公爵令嬢が『にゃんぱらり』とベランダから地面へと降り立ったあと、一体何が起きたのか。
まず、公爵令嬢が敷地内とはいえ外に出てしまったので、それを室内へと返す為に使用人達は大慌てで令嬢を追い掛けていた。
「お嬢様!どこですか!?お嬢様!!」
「お嬢様ァァァ!」
心が猫になった令嬢が、外に出て何をするかというと、逃走以外には無いのではないだろうか。
「見たか!?」
「いや!こっちは居なかった!」
「くそっ、お嬢様ァァァ!!」
半泣きで駆け回る執事、後程枯れてしまいそうな程の大声で呼び掛けるメイド、顔面蒼白で隠れられそうなスペースを見て回る使用人。
「このまま見付からなかったら、お嬢様はどうなってしまうの……!!」
「きっと怖くて泣いてらっしゃるわ!」
「あぁ、なんてこと!おいたわしやお嬢様……!」
ハッキリ言おう。
大惨事である。
「それもこれも全部何もかもあの王子のせいよ!」
「そうよ!我が国の華とまで謳われたお嬢様に何してくれやがるのかしら!」
「ホントよね!」
一方で、王子に対する株が最早過去最高に下落しまくっていた。
自業自得とはいえ完全なとばっちりではあるのだが、まあいいということにしておこう。
さて、そんな大惨事を目の当たりにしてしまった暗殺者の男は、これ幸いと令嬢探しに奔走していた。
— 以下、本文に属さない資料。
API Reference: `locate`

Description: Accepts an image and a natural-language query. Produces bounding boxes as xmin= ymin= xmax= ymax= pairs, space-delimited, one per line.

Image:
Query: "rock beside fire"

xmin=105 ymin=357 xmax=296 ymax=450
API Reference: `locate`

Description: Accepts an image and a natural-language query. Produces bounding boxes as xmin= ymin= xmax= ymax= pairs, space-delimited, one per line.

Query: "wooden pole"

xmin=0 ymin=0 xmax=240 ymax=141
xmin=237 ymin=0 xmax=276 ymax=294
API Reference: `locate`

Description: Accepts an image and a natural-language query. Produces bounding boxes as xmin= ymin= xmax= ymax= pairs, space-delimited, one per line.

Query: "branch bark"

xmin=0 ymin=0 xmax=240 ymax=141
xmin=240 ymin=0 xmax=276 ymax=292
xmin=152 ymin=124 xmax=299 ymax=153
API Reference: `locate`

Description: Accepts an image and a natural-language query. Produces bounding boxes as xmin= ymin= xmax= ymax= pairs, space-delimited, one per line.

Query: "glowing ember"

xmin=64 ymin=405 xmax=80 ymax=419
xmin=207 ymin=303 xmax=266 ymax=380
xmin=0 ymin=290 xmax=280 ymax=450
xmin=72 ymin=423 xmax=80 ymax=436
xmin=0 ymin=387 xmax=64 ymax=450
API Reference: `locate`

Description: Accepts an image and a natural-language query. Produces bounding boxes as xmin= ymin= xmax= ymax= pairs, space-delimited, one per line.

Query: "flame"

もしこれで一番に見付けられたら、サクッとトドメを刺してやろうという魂胆である。
追加で、令嬢の行方を皆と同様、必死に探していたという事実は、それなりに男の立場を助けてくれる事だろう。
そんなこんなで、色々と打算や計算やその他もろもろによる男の行動ではあるのだが。
(全て俺には筒抜けなんだよなぁ)
隠密、そして人間の体温、呼吸、心音、それらを察知出来る読心という魔法を同時発動している俺に死角は無かった。
何となくで目標の人物が何を考えているのか察せるこの読心という魔法だが、これはクロと話せるようになる為に研究していて出来た副産物の魔法なので、使えるのは俺だけである。
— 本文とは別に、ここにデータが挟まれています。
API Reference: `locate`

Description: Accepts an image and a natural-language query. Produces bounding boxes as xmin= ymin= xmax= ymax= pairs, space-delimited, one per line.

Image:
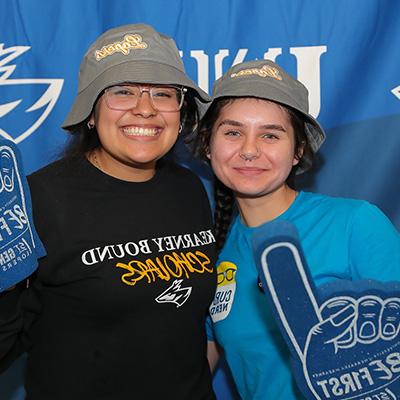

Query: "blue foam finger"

xmin=253 ymin=220 xmax=321 ymax=357
xmin=0 ymin=139 xmax=46 ymax=292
これが上手く行けばクロと話せると思ったんだけど、猫にはそんなん通用しなかったですちくしょう。悲しい。
ちなみに現在クロがどこにいるかというと。
「んなぁん?」
「ん?どうしたのクロちゃん?撫でたらいい?撫でたらいいの?そうなの?」
「なぅ」
嬉しそうに目を細めて、俺の掌に頭を押し付けてくるクロ。
はぁああああ!!ぎゃわいいんん!!
悶えて転がり回らなかった俺を誰か褒めてくれてもいいのよ。
いやここには俺とクロ以外誰も居ないんだけどね。うん。
なにこの天国?
爽やかな風のそよぐ木陰で、遠くに使用人達の阿鼻叫喚を聴きながら、俺はクロとの至福の時間を楽しんだのだった。